4.3. TAG Determinations

For TAG measurement, two-week-old seedlings grown on half-strength Murashige and Skoog (MS) medium (without sucrose, pH 5.7) were used. TAG was detected with thin layer chromatography (TLC) analysis. Deep-frozen seedlings in liquid N2 were grinded by tissuelyser II (Qiagen, Qiagen, Hilden, Germany) and treated with a 1-mL cold solution mixture of 10:10:1 (v/v) chloroform–methanol–formic acid for 12 h at −20 °C. The samples were separated by centrifugation at 20,000× g for 10 min. Supernatants were transferred to a new tube, and the remaining pellets were re-extracted in 0.5 mL of 5:5:1 (v/v) chloroform–methanol–water by centrifugation at 20,000× g for 10 min. The second supernatants were combined with stored first supernatants, mixed with 0.41 mL of solution (1 M KCl, 0.2 M H3PO4), and centrifuged at 20,000× g for 10 min. The separated bottom lipid layer was transferred to a new tube and lyophilized with N2 gas. Lipids dissolved in 20 μL of chloroform were spotted on TLC plates (silica gel G60 20 × 20 cm plates; EM Separations Technology), and the spots were developed with hexane–diethylether–acetic acid (140:60:2 by vol.). Lipids on TLC were visualized by staining with iodine. TAG amounts were measured using the sum of fatty-acid methyl esters derived from TAGs with glyceryl triheptadecanonic acid (17:0–TAG, Sigma, St. Louis, MO, USA) as an internal standard, using gas chromatography (GC) analysis as described [37].
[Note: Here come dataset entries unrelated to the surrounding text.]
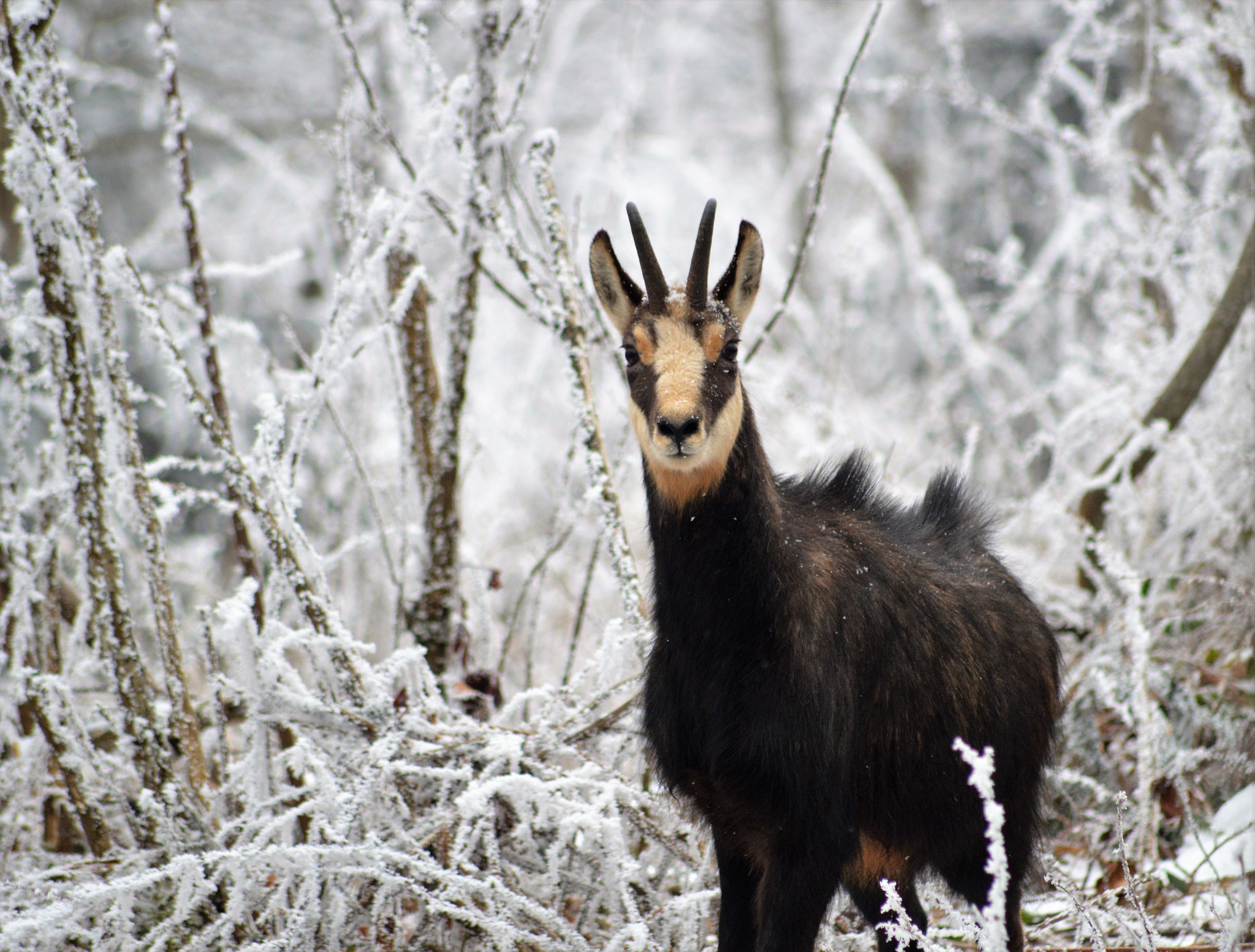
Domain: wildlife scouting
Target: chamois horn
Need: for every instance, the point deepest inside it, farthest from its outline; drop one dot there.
(700, 266)
(656, 285)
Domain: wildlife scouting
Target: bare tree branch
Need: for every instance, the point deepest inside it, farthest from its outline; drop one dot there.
(1186, 384)
(69, 746)
(575, 338)
(800, 259)
(177, 148)
(433, 615)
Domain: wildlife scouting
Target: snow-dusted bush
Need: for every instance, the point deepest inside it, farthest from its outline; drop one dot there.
(310, 429)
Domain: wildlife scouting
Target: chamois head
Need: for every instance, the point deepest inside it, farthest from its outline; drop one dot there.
(681, 348)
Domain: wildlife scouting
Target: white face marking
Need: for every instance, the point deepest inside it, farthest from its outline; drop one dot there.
(700, 468)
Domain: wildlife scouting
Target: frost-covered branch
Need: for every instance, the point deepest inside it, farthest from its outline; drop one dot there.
(993, 927)
(574, 335)
(63, 219)
(177, 148)
(310, 590)
(433, 615)
(817, 195)
(1186, 384)
(70, 747)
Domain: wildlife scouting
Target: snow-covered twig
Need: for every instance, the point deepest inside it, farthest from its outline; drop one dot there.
(817, 196)
(993, 916)
(574, 336)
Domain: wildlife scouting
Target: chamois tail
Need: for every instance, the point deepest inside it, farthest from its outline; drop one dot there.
(953, 512)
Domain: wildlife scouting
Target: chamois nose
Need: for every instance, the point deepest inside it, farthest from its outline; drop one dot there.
(681, 431)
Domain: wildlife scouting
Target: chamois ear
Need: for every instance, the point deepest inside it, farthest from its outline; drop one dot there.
(738, 287)
(618, 293)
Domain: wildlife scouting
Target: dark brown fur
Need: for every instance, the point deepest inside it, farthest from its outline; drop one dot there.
(819, 650)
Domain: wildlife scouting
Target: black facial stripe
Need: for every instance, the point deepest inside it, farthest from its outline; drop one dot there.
(643, 388)
(717, 388)
(718, 382)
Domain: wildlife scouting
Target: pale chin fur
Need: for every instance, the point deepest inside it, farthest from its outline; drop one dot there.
(682, 478)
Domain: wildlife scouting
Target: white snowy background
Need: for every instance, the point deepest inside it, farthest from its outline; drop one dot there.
(1031, 214)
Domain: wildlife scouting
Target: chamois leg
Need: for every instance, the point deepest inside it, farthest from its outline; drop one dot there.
(870, 900)
(792, 898)
(737, 885)
(973, 885)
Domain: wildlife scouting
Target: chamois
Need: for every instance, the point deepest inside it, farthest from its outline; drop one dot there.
(819, 648)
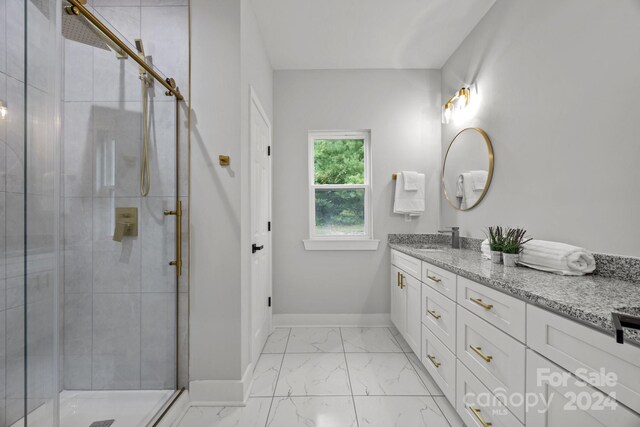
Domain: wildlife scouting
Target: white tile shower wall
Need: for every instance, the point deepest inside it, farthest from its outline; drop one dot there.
(120, 297)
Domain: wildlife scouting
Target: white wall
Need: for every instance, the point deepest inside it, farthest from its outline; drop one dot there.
(227, 57)
(558, 82)
(402, 110)
(215, 208)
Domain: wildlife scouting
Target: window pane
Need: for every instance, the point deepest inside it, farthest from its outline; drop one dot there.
(340, 212)
(338, 161)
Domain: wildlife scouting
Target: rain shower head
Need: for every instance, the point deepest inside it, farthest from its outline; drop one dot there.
(77, 28)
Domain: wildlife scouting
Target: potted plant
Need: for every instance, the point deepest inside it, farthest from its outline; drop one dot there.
(496, 241)
(512, 245)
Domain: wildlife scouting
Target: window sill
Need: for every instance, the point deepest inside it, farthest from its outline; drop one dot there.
(341, 245)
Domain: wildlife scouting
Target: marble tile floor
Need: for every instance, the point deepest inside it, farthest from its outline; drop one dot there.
(334, 377)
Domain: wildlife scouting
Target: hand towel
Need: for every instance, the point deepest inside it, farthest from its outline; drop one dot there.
(479, 179)
(409, 202)
(460, 186)
(558, 258)
(485, 248)
(411, 180)
(469, 195)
4.4. Treatments with ABA and Drought Stress

Ten-day-old seedlings grown under LD conditions at 22–23 °C were used for treatment with exogenous ABA and osmotic stress. The seedlings were transferred to MS–liquid medium supplemented with 20 μM (+)-cis,trans-ABA (L06278) (Alfa Aesar, Ward Hill, MA, USA), 150 mM NaCl, or 150 mM Mannitol. For drought treatment, two-week-old plants were dried by halting watering for two weeks. We measured survival rate after rehydration. Three independent biological measurements with at least 30 plants in each set were averaged.

4.5. Accession Numbers

Sequence data from this article can be found from the Arabidopsis Genome Initiative or GenBank/EMBL databases under the following accession numbers: DGAT1 (At2g19450), DGAT2 (At3g51520), DGAT3 (At1g48300), FAD2 (At3g12120), FAD3 (At2g29980), FAE1 (At4g34520), GPAT9 (At5g60620), GPDHc1 (At2g41540), LPAT2 (At3g57650), LPCAT1 (At1g12640), LPCAT2 (At1g63050), PDAT1 (At5g13640), PDAT2 (At3g44830), PDCT (At3g15820), WRI1 (At3g54320), and MYB96 (At5g62470).